** UPDATE 20-March 2016 **
When using vSphere 6.0 or higher, please be advised that Disk.AutoremoveOnPDL needs to be set to 1 (default value) in order for “PDL Scenarios” to be handles correctly in vMSC based infrastructures. Please do not change the default value, or when upgrading to vSphere 6.x please set this value to 1 when changed in previous version.
** UPDATE 20-March 2016 **
Last week I tweeted the recommendation to disable the advanced setting Disk.AutoremoveOnPDL in a vSphere 5.5 vMSC environment:
If you are upgrading to 5.5 in a vMSC environment, please for now set “Disk.AutoremoveOnPDL” to “0”. So that it is disabled.
— Duncan Epping (@DuncanYB) October 28, 2013
Based on this tweet I received a whole bunch of questions.
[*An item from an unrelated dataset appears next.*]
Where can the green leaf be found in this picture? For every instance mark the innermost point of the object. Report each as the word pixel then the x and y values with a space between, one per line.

Before I explain why I want to point out that I have contacted the folks in charge of the vMSC program and have requested them to publish a KB article asap on this subject.
With vSphere 5.5 a new setting was introduced called “Disk.AutoremoveOnPDL”. When you install 5.5 this setting is set to 1 which means it is enabled. What it does is the following:
The host automatically removes the PDL device and all paths to the device if no open connections to the device exist, or after the last connection closes. If the device returns from the PDL condition, the host can discover it, but treats it as a new device. Data consistency for virtual machines on the recovered device is not guaranteed.
In a vMSC environment you can understand that removing devices which are in a PDL state is not desired. As when the issue that caused the PDL has been solved (from a networking or array perspective) customers would expect the LUNs to automatically appear again. However, as they have been removed a “rescan” is needed to show these devices again instantly, or you will need to wait for the vSphere periodic path evaluation to occur. As you can imagine, in a vSphere Metro Storage Cluster environment (stretched storage) you expect devices to always be there instantly on recovery… even when they are in a PDL or APD state they should be available instantly when the situation has been resolved.
For now, I recommend to set Disk.AutoremoveOnPDL to 0 instead of the default of 1:
Hopefully soon this KB on the topic of Disk.AutoremoveOnPDL will be updated to reflect this.
is there already an official statement from VMware or IBM regarding this setting?
If you put Disk.AutoremoveOnPDL to 0 don’t you risk problems (APD, etc…) when you frequently use snapshot technology to present and unpresent disks to your ESXi servers?
Duncan Epping says
That is a difference use case then discussed above… I have not tested that use case so cannot comment.